Class UnicodeUtil


  • public final class UnicodeUtil
    extends Object
    Class to encode java's UTF16 char[] into UTF8 byte[] without always allocating a new byte[] as String.getBytes("UTF-8") does.
    NOTE: This API is for internal purposes only and might change in incompatible ways in the next release.
    • Method Detail

      • UTF16toUTF8WithHash

        public static int UTF16toUTF8WithHash​(char[] source,
                                              int offset,
                                              int length,
                                              BytesRef result)
        Encode characters from a char[] source, starting at offset for length chars.

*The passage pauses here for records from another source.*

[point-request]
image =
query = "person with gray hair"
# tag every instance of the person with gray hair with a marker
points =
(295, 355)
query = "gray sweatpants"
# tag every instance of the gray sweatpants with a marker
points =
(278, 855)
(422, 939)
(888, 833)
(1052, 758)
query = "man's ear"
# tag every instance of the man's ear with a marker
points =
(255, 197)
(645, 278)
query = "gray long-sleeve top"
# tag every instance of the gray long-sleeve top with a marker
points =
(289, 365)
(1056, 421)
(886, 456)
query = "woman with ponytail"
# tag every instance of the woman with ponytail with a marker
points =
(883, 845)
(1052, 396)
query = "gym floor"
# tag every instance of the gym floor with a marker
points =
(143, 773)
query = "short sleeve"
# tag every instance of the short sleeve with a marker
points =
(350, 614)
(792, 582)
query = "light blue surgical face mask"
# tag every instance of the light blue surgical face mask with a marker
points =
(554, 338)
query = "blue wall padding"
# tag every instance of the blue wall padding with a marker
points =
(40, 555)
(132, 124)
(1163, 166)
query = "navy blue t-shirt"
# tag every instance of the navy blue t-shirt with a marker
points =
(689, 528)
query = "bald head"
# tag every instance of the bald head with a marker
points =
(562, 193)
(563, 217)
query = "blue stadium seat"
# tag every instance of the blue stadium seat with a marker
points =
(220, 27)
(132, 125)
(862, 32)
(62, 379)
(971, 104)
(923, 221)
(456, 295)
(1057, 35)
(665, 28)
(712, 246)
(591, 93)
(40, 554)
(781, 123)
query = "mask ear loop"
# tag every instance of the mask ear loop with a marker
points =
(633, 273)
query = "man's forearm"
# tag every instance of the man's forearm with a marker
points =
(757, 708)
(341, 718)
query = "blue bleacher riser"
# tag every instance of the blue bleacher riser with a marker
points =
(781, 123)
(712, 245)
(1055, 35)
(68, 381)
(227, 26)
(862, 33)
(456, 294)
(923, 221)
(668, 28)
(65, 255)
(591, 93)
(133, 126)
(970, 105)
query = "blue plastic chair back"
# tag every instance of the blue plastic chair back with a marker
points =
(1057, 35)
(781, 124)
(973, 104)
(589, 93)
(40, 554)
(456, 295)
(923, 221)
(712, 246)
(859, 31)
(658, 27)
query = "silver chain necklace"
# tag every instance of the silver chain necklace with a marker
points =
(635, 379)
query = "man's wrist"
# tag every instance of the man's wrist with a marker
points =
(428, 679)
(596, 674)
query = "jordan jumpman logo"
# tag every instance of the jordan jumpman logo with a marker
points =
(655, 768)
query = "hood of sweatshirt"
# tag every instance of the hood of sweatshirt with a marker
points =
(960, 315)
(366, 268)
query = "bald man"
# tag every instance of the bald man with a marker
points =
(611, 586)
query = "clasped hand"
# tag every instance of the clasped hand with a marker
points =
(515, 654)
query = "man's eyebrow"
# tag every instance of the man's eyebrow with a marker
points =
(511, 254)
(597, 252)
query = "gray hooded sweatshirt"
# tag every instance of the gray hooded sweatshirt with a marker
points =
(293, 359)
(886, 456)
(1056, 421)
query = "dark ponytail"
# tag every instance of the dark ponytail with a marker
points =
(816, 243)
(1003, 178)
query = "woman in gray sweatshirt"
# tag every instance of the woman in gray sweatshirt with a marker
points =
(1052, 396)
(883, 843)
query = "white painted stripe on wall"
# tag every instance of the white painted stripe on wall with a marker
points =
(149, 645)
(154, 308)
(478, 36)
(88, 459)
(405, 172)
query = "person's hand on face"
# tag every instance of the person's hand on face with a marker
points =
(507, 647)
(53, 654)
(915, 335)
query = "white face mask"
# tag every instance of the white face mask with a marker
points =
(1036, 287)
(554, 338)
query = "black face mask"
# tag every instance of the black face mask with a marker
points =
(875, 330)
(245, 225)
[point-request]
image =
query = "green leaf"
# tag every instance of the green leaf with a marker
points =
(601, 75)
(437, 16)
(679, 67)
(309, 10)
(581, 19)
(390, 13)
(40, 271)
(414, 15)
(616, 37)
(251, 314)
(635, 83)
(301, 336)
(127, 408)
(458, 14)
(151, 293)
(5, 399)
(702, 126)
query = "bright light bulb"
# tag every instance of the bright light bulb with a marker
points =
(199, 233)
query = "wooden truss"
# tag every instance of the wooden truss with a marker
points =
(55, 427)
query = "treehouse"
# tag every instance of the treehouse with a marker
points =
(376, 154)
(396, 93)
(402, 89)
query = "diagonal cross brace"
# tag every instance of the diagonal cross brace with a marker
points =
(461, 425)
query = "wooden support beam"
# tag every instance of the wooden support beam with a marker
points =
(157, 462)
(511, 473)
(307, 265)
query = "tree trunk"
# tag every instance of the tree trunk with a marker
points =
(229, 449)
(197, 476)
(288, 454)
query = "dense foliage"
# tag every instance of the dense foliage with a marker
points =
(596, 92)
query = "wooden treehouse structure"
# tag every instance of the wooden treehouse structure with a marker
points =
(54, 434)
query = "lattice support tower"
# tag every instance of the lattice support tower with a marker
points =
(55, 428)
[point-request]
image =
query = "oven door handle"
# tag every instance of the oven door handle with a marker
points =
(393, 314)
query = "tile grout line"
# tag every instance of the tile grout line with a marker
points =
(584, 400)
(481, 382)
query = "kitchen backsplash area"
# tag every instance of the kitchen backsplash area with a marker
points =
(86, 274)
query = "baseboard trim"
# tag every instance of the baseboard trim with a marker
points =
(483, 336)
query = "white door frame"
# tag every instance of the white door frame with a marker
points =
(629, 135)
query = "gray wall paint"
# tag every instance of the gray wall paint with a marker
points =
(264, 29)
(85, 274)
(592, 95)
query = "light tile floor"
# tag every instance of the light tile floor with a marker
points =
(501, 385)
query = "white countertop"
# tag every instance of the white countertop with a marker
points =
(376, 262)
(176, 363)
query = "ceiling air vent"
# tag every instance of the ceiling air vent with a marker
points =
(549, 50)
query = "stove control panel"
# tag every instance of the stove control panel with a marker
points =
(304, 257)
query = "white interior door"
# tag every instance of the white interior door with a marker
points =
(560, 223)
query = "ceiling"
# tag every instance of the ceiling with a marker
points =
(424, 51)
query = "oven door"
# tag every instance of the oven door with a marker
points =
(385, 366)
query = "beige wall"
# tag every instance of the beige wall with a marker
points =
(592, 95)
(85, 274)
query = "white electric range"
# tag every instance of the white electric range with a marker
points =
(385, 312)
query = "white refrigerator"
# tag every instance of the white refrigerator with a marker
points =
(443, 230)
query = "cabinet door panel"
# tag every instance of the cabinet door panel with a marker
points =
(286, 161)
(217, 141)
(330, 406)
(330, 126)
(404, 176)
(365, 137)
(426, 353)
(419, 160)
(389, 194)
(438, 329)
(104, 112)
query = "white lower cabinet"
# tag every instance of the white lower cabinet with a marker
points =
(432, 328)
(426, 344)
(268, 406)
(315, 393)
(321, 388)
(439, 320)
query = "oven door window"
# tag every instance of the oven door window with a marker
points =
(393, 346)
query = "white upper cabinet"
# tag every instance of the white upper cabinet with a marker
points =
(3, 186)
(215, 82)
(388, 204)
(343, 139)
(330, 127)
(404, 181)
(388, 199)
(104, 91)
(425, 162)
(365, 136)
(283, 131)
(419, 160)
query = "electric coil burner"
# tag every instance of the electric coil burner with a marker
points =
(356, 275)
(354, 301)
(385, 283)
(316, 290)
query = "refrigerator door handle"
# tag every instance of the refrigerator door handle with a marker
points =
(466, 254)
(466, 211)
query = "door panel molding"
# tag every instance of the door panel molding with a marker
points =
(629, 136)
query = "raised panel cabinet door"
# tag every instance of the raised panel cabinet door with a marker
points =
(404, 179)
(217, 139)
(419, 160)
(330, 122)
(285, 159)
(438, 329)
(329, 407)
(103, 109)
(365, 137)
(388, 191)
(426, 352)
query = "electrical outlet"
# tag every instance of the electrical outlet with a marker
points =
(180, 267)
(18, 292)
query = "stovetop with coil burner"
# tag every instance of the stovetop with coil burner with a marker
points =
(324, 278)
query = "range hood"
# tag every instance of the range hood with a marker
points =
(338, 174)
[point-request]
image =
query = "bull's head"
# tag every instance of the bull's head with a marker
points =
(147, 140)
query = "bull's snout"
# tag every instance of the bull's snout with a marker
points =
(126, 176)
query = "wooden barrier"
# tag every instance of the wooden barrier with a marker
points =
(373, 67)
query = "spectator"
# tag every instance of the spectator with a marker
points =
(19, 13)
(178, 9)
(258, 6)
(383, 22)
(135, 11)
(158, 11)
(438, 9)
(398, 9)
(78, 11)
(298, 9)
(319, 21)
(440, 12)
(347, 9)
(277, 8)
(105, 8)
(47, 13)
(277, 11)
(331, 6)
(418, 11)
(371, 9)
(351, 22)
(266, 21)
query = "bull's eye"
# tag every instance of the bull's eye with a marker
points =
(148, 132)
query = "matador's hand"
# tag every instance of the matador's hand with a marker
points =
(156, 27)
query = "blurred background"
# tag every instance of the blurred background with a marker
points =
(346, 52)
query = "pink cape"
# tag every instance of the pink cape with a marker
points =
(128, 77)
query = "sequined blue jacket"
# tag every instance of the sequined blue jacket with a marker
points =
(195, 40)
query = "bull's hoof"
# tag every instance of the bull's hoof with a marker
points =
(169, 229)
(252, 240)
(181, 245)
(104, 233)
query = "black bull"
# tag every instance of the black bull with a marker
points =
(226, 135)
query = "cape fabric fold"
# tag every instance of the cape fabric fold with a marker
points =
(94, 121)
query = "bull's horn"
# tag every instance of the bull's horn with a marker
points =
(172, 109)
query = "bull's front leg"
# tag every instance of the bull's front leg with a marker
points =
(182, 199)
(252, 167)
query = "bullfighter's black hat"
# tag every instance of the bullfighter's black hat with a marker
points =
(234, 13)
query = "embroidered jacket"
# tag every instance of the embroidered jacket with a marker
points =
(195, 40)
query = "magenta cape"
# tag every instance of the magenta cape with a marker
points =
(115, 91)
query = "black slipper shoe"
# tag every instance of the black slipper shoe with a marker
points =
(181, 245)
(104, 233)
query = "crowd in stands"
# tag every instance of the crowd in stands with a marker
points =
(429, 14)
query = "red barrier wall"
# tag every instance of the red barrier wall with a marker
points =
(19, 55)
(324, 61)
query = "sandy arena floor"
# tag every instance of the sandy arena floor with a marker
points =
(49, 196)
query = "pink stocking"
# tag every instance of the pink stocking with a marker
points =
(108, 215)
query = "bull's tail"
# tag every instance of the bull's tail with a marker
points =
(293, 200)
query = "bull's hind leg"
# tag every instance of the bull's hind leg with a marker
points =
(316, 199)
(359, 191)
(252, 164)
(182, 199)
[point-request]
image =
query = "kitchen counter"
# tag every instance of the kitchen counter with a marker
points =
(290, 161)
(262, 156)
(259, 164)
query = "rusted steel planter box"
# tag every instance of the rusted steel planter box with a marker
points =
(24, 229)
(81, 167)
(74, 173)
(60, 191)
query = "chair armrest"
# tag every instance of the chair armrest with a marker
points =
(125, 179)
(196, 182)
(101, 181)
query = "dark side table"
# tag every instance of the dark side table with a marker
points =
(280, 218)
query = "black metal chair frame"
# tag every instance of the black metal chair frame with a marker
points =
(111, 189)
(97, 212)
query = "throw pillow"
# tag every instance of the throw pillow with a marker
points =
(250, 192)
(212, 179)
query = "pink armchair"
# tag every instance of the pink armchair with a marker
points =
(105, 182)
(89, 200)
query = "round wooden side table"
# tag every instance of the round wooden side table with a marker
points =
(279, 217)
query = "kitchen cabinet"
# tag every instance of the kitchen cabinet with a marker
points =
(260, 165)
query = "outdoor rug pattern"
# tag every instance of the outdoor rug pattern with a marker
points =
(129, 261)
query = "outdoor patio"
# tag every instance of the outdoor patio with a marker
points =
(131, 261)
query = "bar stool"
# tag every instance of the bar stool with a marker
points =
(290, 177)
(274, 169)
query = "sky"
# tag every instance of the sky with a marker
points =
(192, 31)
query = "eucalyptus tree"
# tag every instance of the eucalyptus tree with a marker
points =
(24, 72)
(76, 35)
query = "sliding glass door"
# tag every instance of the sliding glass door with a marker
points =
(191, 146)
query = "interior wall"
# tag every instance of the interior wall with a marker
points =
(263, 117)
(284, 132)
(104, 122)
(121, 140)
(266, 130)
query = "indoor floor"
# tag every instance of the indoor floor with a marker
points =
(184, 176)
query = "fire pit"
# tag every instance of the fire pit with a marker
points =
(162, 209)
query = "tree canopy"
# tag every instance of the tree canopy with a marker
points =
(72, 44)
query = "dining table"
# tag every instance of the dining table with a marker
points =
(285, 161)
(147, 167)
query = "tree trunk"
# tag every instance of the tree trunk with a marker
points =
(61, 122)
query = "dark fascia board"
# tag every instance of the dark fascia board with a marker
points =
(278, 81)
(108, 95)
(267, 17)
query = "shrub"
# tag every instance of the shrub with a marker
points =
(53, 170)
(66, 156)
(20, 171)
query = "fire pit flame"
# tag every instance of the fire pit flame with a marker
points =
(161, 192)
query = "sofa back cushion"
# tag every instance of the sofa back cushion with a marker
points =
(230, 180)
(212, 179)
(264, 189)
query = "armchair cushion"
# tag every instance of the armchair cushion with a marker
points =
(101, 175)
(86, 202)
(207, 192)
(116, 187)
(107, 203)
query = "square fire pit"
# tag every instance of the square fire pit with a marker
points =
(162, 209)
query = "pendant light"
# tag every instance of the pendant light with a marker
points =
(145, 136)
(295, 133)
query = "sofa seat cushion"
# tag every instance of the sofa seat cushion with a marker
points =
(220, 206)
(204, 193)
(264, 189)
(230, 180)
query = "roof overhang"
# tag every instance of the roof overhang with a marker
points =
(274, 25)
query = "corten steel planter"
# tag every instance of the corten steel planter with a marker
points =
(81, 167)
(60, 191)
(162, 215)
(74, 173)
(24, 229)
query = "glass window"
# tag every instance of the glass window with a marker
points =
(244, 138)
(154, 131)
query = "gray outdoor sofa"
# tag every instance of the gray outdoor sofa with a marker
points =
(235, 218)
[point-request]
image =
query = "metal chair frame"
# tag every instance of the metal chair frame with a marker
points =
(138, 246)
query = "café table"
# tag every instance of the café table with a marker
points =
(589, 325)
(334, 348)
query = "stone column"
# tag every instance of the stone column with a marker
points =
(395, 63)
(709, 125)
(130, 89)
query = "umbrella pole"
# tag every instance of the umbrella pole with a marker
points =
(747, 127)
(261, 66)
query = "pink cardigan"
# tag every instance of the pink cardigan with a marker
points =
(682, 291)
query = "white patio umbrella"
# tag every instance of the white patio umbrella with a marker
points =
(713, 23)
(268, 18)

Returns a hash of the resulting bytes. After encoding, result.offset will always be 0.
      • UTF16toUTF8

        public static void UTF16toUTF8​(char[] source,
                                       int offset,
                                       UnicodeUtil.UTF8Result result)
        Encode characters from a char[] source, starting at offset and stopping when the character 0xffff is seen. Returns the number of bytes written to bytesOut.
      • UTF16toUTF8

        public static void UTF16toUTF8​(char[] source,
                                       int offset,
                                       int length,
                                       UnicodeUtil.UTF8Result result)
        Encode characters from a char[] source, starting at offset for length chars. Returns the number of bytes written to bytesOut.
      • UTF16toUTF8

        public static void UTF16toUTF8​(String s,
                                       int offset,
                                       int length,
                                       UnicodeUtil.UTF8Result result)
        Encode characters from this String, starting at offset for length characters. Returns the number of bytes written to bytesOut.
      • UTF16toUTF8

        public static void UTF16toUTF8​(CharSequence s,
                                       int offset,
                                       int length,
                                       BytesRef result)
        Encode characters from this String, starting at offset for length characters. After encoding, result.offset will always be 0.
      • UTF16toUTF8

        public static void UTF16toUTF8​(char[] source,
                                       int offset,
                                       int length,
                                       BytesRef result)
        Encode characters from a char[] source, starting at offset for length chars. After encoding, result.offset will always be 0.
      • UTF8toUTF16

        public static void UTF8toUTF16​(byte[] utf8,
                                       int offset,
                                       int length,
                                       UnicodeUtil.UTF16Result result)
        Convert UTF8 bytes into UTF16 characters. If offset is non-zero, conversion starts at that starting point in utf8, re-using the results from the previous call up until offset.
      • newString

        public static String newString​(int[] codePoints,
                                       int offset,
                                       int count)
        Cover JDK 1.5 API. Create a String from an array of codePoints.
        Parameters:
        codePoints - The code array
        offset - The start of the text in the code point array
        count - The number of code points
        Returns:
        a String representing the code points between offset and count
        Throws:
        IllegalArgumentException - If an invalid code point is encountered
        IndexOutOfBoundsException - If the offset or count are out of bounds.
      • UTF8toUTF16

        public static void UTF8toUTF16​(byte[] utf8,
                                       int offset,
                                       int length,
                                       CharsRef chars)
        Interprets the given byte array as UTF-8 and converts to UTF-16. The CharsRef will be extended if it doesn't provide enough space to hold the worst case of each byte becoming a UTF-16 codepoint.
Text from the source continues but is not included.